2050 : Quand Bruxelles aura le même le climat que Lyon

Printemps 2050

 C’est la dernière saison pour lui. La dernière année, où chaque matin il enfilera sa combinaison verte. Et partira, outils à la main, faire le tour du centre-ville. Soigner les bougainvillées et les glycines de la Grand-Place. Passer devant le Manneken Pis et ses eucalyptus. Redescendre vers les platanes du piétonnier. Retailler les oliviers et les figuiers de la Place De Brouckère. Vérifier l’arrosage des toitures vertes de la Rue Neuve. Et terminer par les pins parasols de la petite ceinture.

Cet hiver, il n’a pas vraiment gelé en ville, et la fin du mois d’avril est encore douce. Le thermomètre affiche 22 degrés, mais il faut préparer l’été.

 On attend cette année encore 40 ou 41 degrés à l’ombre. Alors, les îlots de fraîcheur seront importants. 

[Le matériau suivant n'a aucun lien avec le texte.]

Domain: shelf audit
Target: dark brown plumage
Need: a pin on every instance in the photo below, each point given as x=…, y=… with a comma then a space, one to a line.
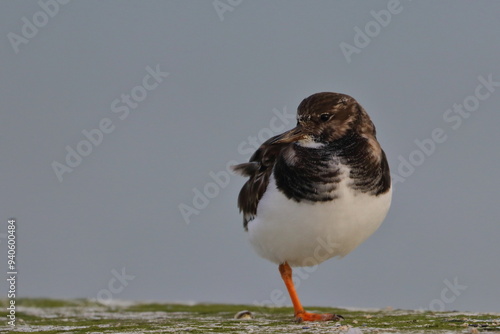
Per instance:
x=345, y=131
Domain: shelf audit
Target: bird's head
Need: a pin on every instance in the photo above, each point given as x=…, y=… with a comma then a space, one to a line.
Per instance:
x=326, y=117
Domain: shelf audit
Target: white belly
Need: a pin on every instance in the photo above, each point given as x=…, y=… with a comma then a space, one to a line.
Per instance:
x=306, y=234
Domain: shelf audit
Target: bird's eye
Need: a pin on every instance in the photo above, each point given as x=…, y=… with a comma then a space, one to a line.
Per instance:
x=325, y=117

Quand il a débuté sa carrière, il y a une cinquantaine d’années, le service des Plantations était surtout là pour le décor.

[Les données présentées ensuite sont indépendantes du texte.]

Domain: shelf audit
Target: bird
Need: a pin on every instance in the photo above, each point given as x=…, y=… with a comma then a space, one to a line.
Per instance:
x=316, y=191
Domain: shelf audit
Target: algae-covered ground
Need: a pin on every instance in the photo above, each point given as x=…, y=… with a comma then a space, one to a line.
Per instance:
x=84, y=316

Des tulipes dans les parterres du rond-point Schuman. Des bégonias dans le Parc royal. Les haies de buis du Mont des Arts. Les fleurs et les arbustes, c’était pour faire joli. Pour mettre de la couleur dans le gris de la Ville.

Et puis le service “Îlot de fraîcheur” a été créé vers 2022, grâce à une ordonnance régionale qui obligeait chaque commune à développer son service bioclimatique. La règle : 25 % de l’espace public doit être couvert de végétation.

A ce moment-là, la nature du travail a changé. Il a fallu trouver les bons arbres, les bonnes essences, celles qui résisteraient à l’augmentation de température. Aller visiter les villes du sud : Montpellier, Barcelone, Rome. Utiliser les images satellites pour déterminer où planter pour avoir un meilleur effet. Puis semer, sans relâche. Et espérer que ça pousse.

Aujourd’hui, les étés sont torrides. Mais il lui semble qu’à l’ombre des platanes qu’il a planté sur le piétonnier, on trouve un peu de répit. A 70 ans, il sent bien qu’il devient difficile de travailler. Le sol est bas, les journées sont longues. L’exosquelette l’aide bien, mais il est encombrant. Et surtout trop chaud, quand vient l’été. Après 49 années à soigner les arbres du centre-ville, il va enfin pouvoir s’arrêter.

Aujourd'hui ?

Le fait que nous allions vers une augmentation de température d’ici 2050, d’ici 30 ans est une hypothèse qui est scientifiquement validée. Jean-François Bastin, chercheur à l’Université de Gand, a rédigé une étude qui fonctionne par analogie. Avec des chercheurs de l'Université de Zurich, ils se sont demandé à quoi ressemblerait le climat de Bruxelles dans 30 ans. Réponse : Lyon, voire Canberra. "On aura une augmentation de la température moyenne assez importante, explique le chercheur. On aura des hivers durant lesquels il ne gèlera presque plus. On aura des étés vraiment très chauds qui dureront sans doute plus longtemps que ce qu’on a connu par le passé".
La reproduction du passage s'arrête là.